Warfare is changing, and equipment is catching up

It's a reflection of the fact that modern warfare is a long way from the sort of battles that saw tanks first deployed in World War I. Enormous, ground-based military encounters may have dominated the first and second World Wars, but these days it's as much about precision and technology as it is having the biggest guns on the toughest vehicles. 

Indeed, some of the most capable weapons are ones the enemy may not ever see. High-tech microdrones are increasingly finding their way to the battlefield, allowing tacticians to get a remote view of what's happening without putting human teams in any greater danger. Capable of roaming more than a mile from their operators, and flying at speeds of up to 11 mph, they may measure little more than a Sharpie but their tactical value can be incalculable. 

Their bigger war drone siblings can then be used to deliver incredibly destructive payloads with pinpoint accuracy. That is, assuming whoever they're trying to bomb doesn't have anti-drone protection.

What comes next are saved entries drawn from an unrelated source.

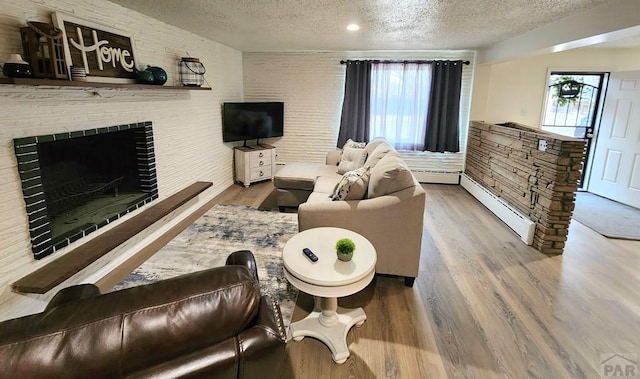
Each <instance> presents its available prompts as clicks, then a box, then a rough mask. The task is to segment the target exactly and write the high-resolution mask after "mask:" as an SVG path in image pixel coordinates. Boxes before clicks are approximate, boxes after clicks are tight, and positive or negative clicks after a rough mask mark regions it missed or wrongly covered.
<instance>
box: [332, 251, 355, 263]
mask: <svg viewBox="0 0 640 379" xmlns="http://www.w3.org/2000/svg"><path fill="white" fill-rule="evenodd" d="M336 254H337V255H338V259H339V260H341V261H343V262H349V261H350V260H351V258H353V251H352V252H349V253H341V252H339V251H338V252H336Z"/></svg>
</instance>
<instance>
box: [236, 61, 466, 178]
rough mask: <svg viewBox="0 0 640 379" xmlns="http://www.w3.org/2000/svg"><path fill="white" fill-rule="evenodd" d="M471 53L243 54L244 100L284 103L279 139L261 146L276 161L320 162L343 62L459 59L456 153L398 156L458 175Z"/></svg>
mask: <svg viewBox="0 0 640 379" xmlns="http://www.w3.org/2000/svg"><path fill="white" fill-rule="evenodd" d="M474 58H475V53H474V52H468V51H460V52H458V51H431V52H424V51H422V52H295V53H244V57H243V64H244V96H245V100H246V101H267V100H268V101H284V103H285V120H284V121H285V125H284V137H282V138H274V139H271V140H268V141H266V142H268V143H271V144H273V145H274V146H276V147H277V148H278V160H279V161H281V162H285V163H286V162H294V161H307V162H323V161H324V156H325V154H326V151H328V150H331V149H335V147H336V141H337V138H338V131H339V127H340V114H341V111H342V97H343V91H344V73H345V66H343V65H341V64H340V60H346V59H463V60H469V61H471V62H472V65H469V66H464V70H463V78H462V97H461V116H462V117H461V119H460V125H461V129H462V130H461V136H462V138H461V143H460V148H461V152H460V153H457V154H450V153H447V154H436V153H429V152H424V153H422V152H420V153H408V152H407V153H402V155H403V157H404V158H405V160H406V161H407V164H408V165H409V167H410V168H411V169H412V170H428V171H462V169H463V167H464V154H465V152H464V149H465V147H466V141H467V131H468V125H469V109H470V104H471V86H472V79H473V60H474Z"/></svg>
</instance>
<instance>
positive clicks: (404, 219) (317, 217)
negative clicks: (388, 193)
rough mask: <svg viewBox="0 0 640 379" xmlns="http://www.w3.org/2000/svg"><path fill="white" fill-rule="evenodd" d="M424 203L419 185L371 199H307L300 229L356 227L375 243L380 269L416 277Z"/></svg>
mask: <svg viewBox="0 0 640 379" xmlns="http://www.w3.org/2000/svg"><path fill="white" fill-rule="evenodd" d="M424 205H425V192H424V189H422V187H421V186H420V185H417V186H414V187H410V188H406V189H404V190H401V191H398V192H394V193H392V194H389V195H384V196H380V197H376V198H372V199H365V200H347V201H326V202H306V203H304V204H300V206H299V207H298V229H299V230H300V231H303V230H307V229H311V228H317V227H323V226H332V227H337V228H345V229H350V230H353V231H354V232H356V233H359V234H361V235H362V236H364V237H365V238H367V239H368V240H369V241H370V242H371V243H372V244H373V245H374V246H375V248H376V252H377V255H378V259H377V263H376V272H377V273H381V274H392V275H402V276H406V277H416V276H417V275H418V266H419V260H420V248H421V244H422V226H423V223H424Z"/></svg>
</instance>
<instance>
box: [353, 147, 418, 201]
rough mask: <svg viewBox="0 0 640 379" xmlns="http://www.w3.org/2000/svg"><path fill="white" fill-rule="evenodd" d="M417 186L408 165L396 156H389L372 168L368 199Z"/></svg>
mask: <svg viewBox="0 0 640 379" xmlns="http://www.w3.org/2000/svg"><path fill="white" fill-rule="evenodd" d="M364 167H370V166H368V165H367V166H364ZM416 185H417V182H416V181H415V178H414V177H413V174H412V173H411V170H409V167H407V165H406V163H404V161H403V160H402V159H401V158H400V157H399V156H397V155H395V154H387V155H385V156H384V157H383V158H382V159H380V161H379V162H378V163H377V164H376V165H375V166H374V167H373V168H371V174H370V178H369V186H368V191H367V192H368V194H367V197H368V198H369V199H373V198H374V197H378V196H384V195H388V194H391V193H394V192H398V191H401V190H403V189H405V188H409V187H413V186H416Z"/></svg>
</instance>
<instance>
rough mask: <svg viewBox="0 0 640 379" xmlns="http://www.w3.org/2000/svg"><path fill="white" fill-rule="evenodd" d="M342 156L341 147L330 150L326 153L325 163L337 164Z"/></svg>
mask: <svg viewBox="0 0 640 379" xmlns="http://www.w3.org/2000/svg"><path fill="white" fill-rule="evenodd" d="M341 158H342V149H336V150H331V151H330V152H328V153H327V156H326V158H325V164H327V165H328V166H337V165H339V164H340V159H341Z"/></svg>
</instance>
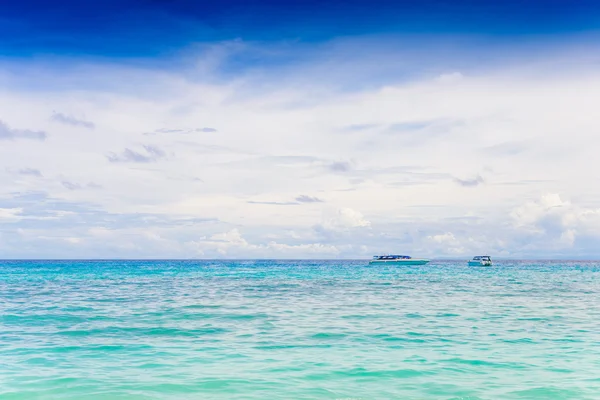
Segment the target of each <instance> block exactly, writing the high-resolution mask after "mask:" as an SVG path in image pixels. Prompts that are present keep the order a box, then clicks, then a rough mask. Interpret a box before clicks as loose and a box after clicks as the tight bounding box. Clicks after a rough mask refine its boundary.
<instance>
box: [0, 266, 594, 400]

While jamming the signal between the operator and the unmanned aerial vehicle is one option, another takes a far more bombastic approach: the Vampire — or Vehicle-Agnostic Modular Palletized ISR Rocket Equipment — for example is currently being supplied to Ukraine's military by the U.S. Department of Defense, and is capable of automatically tracking and destroying enemy drones. 

Some things you need a tank for

Robotics, meanwhile, are also being tapped to play a bigger role in defense. While it may be better known for its smartphones and TVs, Samsung has a division once responsible for machine gun-toting robot turrets deployed in the demilitarized zone (DMZ) that splits the Korean peninsula. We've also seen robot dog style models that can carry their own weapons such as sniper rifles. 

That's not to say there's no place for new models built to more traditional patterns, like the Mobile Protected Firepower: its concept is a little like Cobra Kai's motto: strike first, strike hard. That means dispatching smaller enemy forces, armored vehicles, and defensive bunkers swiftly and efficiently, gaining the upper hand before enemy forces can even react. As for its name, MPF is merely a platform that fits the vehicle's description, but the U.S. Army is said to give its new vehicle design a proper name in October (via Popular Science). Expect next-generation tanks to be on a diet when the military implements its first MPFs by late 2025.